Doing the math, urban dwellers may decide it is far cheaper to own one car instead of two, or not to own a car at all. That shift in attitude has car makers worried. Volkswagen announced recently that it is devoting more of its energy to electric and self driving cars. BMW also says that autonomous car technology will be the new focus of its “i” division.
Now, The Motley Fool reveals a startling study from a team of analysts at Morgan Stanley headed by Katy Huberty. They say the shared mobility market worldwide will be worth $2.6 trillion annually by 2030. That’s money they say people will pay to companies like Uber and Lyft to take them where they need to go when they need to go there. It is also money that will not be used to purchase private automobiles.
That’s the idea that is driving the development of autonomous driving cars. That’s why Apple has recently invested $1 billion in China’s ride hailing service Didi Chuxing, which already provides rides for 11 million Chinese patrons every day. Volkswagen has pumped $300,000,000 into Israeli company Gett. General Motors snapped up self driving start-up Cruise Automation for $1 billion this year and poured another $500,000,000 into Lyft. Google is now working with Chrysler on self driving minivans.
The car companies will still make automobiles, but many of those vehicles will be sold to shared mobility networks, not individuals. In fact, many automakers are thinking about at all that lovely money going to someone else and wondering how then can get in on the action themselves.
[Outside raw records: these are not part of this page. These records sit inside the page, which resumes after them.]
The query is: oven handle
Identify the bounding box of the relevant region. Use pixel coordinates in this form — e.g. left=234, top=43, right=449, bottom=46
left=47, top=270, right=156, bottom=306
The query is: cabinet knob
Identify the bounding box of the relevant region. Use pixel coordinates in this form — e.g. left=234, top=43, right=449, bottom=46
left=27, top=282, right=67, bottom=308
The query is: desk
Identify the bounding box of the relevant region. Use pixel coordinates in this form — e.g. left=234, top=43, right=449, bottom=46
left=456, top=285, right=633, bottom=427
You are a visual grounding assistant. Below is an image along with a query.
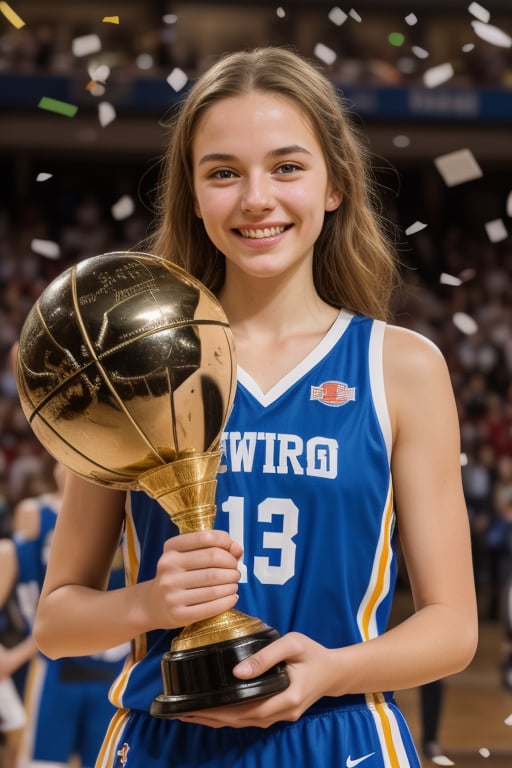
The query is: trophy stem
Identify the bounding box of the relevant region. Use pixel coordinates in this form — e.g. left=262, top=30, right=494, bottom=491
left=138, top=451, right=268, bottom=651
left=138, top=452, right=289, bottom=718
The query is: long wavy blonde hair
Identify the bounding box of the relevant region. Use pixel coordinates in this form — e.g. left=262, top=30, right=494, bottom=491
left=147, top=47, right=398, bottom=319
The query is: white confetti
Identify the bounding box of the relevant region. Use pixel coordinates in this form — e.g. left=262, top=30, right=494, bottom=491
left=452, top=312, right=478, bottom=336
left=468, top=3, right=491, bottom=24
left=71, top=35, right=101, bottom=57
left=393, top=134, right=411, bottom=149
left=405, top=221, right=427, bottom=235
left=439, top=272, right=463, bottom=288
left=471, top=21, right=512, bottom=48
left=434, top=149, right=483, bottom=187
left=87, top=64, right=110, bottom=83
left=30, top=237, right=60, bottom=259
left=485, top=219, right=508, bottom=243
left=411, top=45, right=430, bottom=59
left=98, top=101, right=116, bottom=128
left=423, top=61, right=455, bottom=88
left=167, top=67, right=188, bottom=91
left=135, top=53, right=155, bottom=70
left=327, top=5, right=348, bottom=27
left=315, top=43, right=337, bottom=65
left=110, top=195, right=135, bottom=221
Where does Tesla fit in to this picture? So far, it has been content to manufacture electric automobiles and sell them to private owners. Is it possible that it has overlooked the changes that are waiting to sweep over the industry? After all, it has gotten nearly 400,000 reservations for its Model 3, a car that won’t even be available for another 18 months.
The answer may lie in an enigmatic statement by CEO Elon Musk during the Q&A session following last year’s Q2 earnings call. Just prior to that meeting, Uber’s CEO announced that if Tesla could build an autonomous car by 2020, his company would buy all of them. Analyst Adam Jonas asked Musk if Tesla had any plans of its own in that regard. Elon got a “cat that ate the canary” look on his face and offered an evasive “on advice of counsel” type of response that may have revealed more than anything he could have said orally.
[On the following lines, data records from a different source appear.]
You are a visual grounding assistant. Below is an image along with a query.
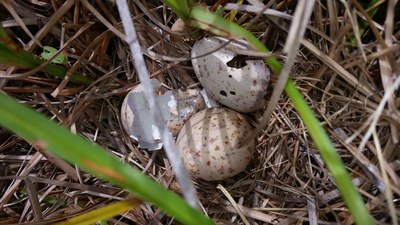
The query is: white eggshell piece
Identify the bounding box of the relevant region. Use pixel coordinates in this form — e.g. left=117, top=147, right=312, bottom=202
left=121, top=80, right=204, bottom=150
left=177, top=108, right=255, bottom=181
left=191, top=37, right=270, bottom=112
Would a company that has developed the most advance autonomous driving system in history overlook all the market possibilities its technology will make possible? Not very likely. The real question is, who will pay all that money to get to work and back when machines do everything for us?
Self driving cars will eliminate the need for human drivers. Other machines will do almost any task a person can do. If there are no jobs left for humans to do, there will be no income to pay for all those mobility sharing services. How will Kate Huberty and her team pay their rent when machines take over the stock analysis business? So far, that’s a question few people are asking. But anyone who has seen Disney’s movie WALL-e can see where this is going.